On how her she’s worked for this moment…
This position [of defensive midfielder] is still one that I'm learning and I'm growing in. And so I think it's really normal for doubt to creep in and for questions of, “Am I ready?” Like many girls here, this has been my dream. For as long as I can remember, I have had a little basement setup at home with US Women's National Team written on the walls and all these players. And I have a photo still of Alex Morgan on my wall in my bedroom in New York. I'm like, I think it's time to take us down. Like I'm trying to defend her now and struggling. It might be time to remove that.
It was so full circle—this dream I'd worked for. And I heard Alex talking about [how] there is no path to to the top. And I think that, in my case, is so true. I hadn't been to a Youth World Cup. I had some caps at the youth level with U20s here and there, but never like a ton of success with the youth national teams and was never really the one, like the golden child of the youth national team system.
Just reflecting on my journey getting here… it hasn't been route one. And I hope that that's something that can inspire like other players who maybe feel like they've been overlooked through the youth level, or maybe didn't play for the biggest teams or whatever it might be like. Like Alex talked about, there isn't just one way to get here. And it but it ultimately, of course does take like everything that you have inside you and all the focus and hard work and determination. And yeah, I think it definitely can be intimidating when you look around you and you're like, Whoa. Becky [Sauerbrunn] is to my left and Alex to my right. And Crystal [Dunn] is in front of me. I mean, I can obviously go on and on of players that I watched growing up —US Soccer royalty of just like incredible young players. This is such an unbelievably talented group.

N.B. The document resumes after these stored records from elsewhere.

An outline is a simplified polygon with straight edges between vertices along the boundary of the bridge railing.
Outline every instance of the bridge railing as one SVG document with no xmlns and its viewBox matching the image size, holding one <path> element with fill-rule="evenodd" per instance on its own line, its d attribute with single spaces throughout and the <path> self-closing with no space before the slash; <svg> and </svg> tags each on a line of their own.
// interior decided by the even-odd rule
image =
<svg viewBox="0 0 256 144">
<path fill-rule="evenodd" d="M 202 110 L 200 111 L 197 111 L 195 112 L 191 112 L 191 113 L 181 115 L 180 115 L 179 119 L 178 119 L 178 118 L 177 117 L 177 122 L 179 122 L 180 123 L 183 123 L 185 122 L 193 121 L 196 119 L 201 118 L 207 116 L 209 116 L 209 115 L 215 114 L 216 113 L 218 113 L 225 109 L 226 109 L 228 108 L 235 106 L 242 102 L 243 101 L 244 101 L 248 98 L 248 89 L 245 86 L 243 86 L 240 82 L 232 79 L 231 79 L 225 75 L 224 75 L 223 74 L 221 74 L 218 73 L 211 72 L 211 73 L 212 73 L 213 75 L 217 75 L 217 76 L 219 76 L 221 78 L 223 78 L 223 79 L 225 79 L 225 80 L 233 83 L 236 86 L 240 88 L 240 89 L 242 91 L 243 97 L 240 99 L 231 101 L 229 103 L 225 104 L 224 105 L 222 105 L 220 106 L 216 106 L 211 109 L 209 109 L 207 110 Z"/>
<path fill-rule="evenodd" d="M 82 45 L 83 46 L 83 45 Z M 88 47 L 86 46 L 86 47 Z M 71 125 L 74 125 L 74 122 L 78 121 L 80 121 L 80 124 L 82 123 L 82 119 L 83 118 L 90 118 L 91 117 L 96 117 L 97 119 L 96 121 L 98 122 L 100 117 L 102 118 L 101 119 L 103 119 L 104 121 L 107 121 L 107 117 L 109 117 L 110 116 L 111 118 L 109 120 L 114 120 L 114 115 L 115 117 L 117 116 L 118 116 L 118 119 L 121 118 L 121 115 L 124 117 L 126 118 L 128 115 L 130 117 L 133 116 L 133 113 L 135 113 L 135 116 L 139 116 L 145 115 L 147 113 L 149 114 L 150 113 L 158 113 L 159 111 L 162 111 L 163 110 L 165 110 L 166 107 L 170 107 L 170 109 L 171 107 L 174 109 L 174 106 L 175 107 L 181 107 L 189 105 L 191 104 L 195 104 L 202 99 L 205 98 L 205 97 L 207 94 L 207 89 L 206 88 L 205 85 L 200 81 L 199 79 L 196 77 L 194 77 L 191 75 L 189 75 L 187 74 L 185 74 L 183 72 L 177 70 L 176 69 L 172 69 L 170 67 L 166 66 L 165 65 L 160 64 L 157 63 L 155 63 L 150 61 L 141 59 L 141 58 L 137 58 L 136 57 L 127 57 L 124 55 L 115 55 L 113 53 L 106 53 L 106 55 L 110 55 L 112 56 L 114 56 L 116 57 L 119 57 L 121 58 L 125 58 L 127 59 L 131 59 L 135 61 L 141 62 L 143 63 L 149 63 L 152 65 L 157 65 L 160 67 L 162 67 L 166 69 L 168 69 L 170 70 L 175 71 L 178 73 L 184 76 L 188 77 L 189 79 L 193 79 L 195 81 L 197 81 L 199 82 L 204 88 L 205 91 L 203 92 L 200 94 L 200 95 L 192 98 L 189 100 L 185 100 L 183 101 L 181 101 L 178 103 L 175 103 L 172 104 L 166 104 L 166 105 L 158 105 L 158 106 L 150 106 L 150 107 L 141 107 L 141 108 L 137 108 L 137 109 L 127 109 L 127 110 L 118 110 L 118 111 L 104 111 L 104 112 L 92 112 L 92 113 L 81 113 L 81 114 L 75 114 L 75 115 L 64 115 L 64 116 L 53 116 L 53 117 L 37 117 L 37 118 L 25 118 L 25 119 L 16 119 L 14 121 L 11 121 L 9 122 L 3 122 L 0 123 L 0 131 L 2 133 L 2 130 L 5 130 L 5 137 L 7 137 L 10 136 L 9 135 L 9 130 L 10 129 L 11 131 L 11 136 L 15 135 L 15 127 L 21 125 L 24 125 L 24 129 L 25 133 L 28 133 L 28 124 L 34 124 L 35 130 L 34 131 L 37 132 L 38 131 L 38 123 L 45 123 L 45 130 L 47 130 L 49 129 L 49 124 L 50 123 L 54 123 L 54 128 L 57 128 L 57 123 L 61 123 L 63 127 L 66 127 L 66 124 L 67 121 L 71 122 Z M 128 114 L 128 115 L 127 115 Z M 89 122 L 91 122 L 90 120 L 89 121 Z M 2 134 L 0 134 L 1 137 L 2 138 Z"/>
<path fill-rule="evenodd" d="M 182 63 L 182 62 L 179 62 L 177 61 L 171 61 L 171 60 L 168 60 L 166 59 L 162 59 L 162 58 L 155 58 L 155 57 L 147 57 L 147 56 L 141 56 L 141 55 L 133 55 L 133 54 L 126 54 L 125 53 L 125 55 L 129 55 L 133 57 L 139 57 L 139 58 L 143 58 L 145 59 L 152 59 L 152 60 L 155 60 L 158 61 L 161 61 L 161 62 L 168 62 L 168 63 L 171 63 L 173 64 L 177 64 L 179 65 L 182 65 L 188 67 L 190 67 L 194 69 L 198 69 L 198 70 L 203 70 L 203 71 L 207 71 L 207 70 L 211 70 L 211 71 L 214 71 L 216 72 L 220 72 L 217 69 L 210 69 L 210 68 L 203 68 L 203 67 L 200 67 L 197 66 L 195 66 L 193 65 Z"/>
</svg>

I really felt the weight of that in first coming in. But my goal as I've alluded to earlier in this interview is just now not shrinking back from the challenge and being confident in what I bring to the team to because I'm here for a reason. I believe that I belong here, and it's my duty to the players around me and to the staff to bring the best of who I am.
Ultimately, none of us can do what anyone else does. We can only authentically be ourselves. I can't be Becky—I can't do what self does. I can only be Sam but I'm gonna be really confident in that: what I am, what I can bring, and what I do offer to this group. That goes for both on and off the field.